His love of firefighting and skill in journalism was combined while serving as the Public Information Officer for the District of Columbia Fire Department from 2001 to 2009. He says it was a favorite time in his life, hanging around firehouses and sharing stories with the public about fire department personnel who risk their lives daily. His commitment to telling stories about emergency personnel took a very dramatic turn during the events of September 11, 2001. Alan was returning downtown after taking his children to school in Charles County, when he noticed a plane flying very low over the Potomac River. He had already heard on his radio about the planes crashing into the World Trade Center towers, but didn’t immediately connect this low flying plane to that event. However, by the time he had reached the Douglas Bridge he could see the smoke rising above the Pentagon and realized what had occurred.
Driving straight to the Pentagon he was one of the early witness’s to the carnage and destruction that resulted from the plane crashing into the building. Arlington County took the lead that day on rescue operations but they did not have a public relations officer, so Alan was drafted to fill that role and spent several days on site. He says his most memorable moment and one that haunts him to today was meeting a man in the parking lot of the Pentagon the next day who told Alan he was waiting for the fire fighters and emergency responders to find his wife since she hadn’t returned home from work the previous day. Alan immediately knew that if his wife had been alive she would have already been located and reunited with her husband. He says to this day he has never learned the man’s name but sees his face and the pain he was enduring every day.
It was during his time with the fire department that Alan chose to live on a boat. He wanted to be in a central location in order to get to emergency sites quickly. He had a friend who owned a boat and it seemed like an enjoyable way of life. In spite of a waiting list at the Gangplank Marina, he was able to secure a slip there and found a forty five foot powerboat from a dealer in Chestertown, Maryland. He loves the community at the marina, saying everyone knows each other and they depend on one another. So far the only negative he’s found living on a boat is that even with heaters the winter can be a little daunting. But watching the sunrises with a cup of coffee or a sunset with a glass of wine from the deck of his boat make any complaints disappear.
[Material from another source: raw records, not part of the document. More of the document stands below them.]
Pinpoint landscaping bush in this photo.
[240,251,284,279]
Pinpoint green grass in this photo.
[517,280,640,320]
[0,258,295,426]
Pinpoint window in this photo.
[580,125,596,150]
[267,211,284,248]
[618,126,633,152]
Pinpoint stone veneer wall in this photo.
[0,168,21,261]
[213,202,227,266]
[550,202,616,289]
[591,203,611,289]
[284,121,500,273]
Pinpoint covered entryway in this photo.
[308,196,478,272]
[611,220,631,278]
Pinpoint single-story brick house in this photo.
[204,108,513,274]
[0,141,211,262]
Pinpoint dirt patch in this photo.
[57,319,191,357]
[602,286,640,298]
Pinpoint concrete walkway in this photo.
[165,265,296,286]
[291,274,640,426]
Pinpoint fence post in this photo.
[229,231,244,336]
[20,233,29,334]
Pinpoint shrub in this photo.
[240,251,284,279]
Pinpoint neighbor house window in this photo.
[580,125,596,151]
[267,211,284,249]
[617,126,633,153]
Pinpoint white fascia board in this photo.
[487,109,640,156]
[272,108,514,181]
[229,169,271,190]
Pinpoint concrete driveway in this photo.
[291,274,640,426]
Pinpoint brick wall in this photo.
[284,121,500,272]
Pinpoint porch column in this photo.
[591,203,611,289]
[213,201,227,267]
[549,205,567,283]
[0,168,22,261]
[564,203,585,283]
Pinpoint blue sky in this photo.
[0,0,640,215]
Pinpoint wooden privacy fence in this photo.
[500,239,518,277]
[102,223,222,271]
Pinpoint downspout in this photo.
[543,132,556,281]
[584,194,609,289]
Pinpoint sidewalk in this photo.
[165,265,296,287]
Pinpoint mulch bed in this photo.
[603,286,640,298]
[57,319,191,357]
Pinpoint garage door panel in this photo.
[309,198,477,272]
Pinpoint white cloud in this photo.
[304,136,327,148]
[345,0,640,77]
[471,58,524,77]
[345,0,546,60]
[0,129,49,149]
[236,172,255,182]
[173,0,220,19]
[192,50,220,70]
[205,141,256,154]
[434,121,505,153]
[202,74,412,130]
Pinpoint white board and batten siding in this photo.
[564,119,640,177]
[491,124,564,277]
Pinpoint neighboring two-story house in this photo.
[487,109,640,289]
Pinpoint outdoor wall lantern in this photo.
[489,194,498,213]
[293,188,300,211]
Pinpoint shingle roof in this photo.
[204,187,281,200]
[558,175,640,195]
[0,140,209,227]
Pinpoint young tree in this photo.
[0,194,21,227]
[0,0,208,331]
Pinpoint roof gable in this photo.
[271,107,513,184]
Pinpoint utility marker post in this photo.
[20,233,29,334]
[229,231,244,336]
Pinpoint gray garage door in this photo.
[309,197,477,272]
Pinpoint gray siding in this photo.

Currently Alan is back working in journalism as a reporter and anchor for WTOP Radio. His interest and knowledge of a variety of topics serves him well as just in the last month he has reported on the reduction of federal tax credits, use of Metro cards, shopping on Black Friday, reaction of veterans on the government shutdown, followup on the Capitol Hill shooting, how studying lobsters may lead to ways to prolong human life and an analysis of football players with concussions. He claims he’s just nosy but he has a real interest in people and the events that shape their lives and he’s good at telling those stories.
For the past several years he has also found time for his early love; music. Along with Jodie Knox, a fellow boat resident in the marina and member of the Coast Guard, he has formed a two-man band called the Mighty Seacocks. He says they have a repertoire of about three hundred songs and will play anything but like country and blues. They perform almost every week and love to entertain at fire and police department events.
Alan is one of those people who make life appear easy and enjoyable. He has made his mark as a volunteer firefighter, public information officer and news reporter and anchor gaining respect and admiration from colleagues. He lives a unique life style on a boat creating envy among many friends. And he provides fun and entertainment for all who hear “The Mighty Seacocks”.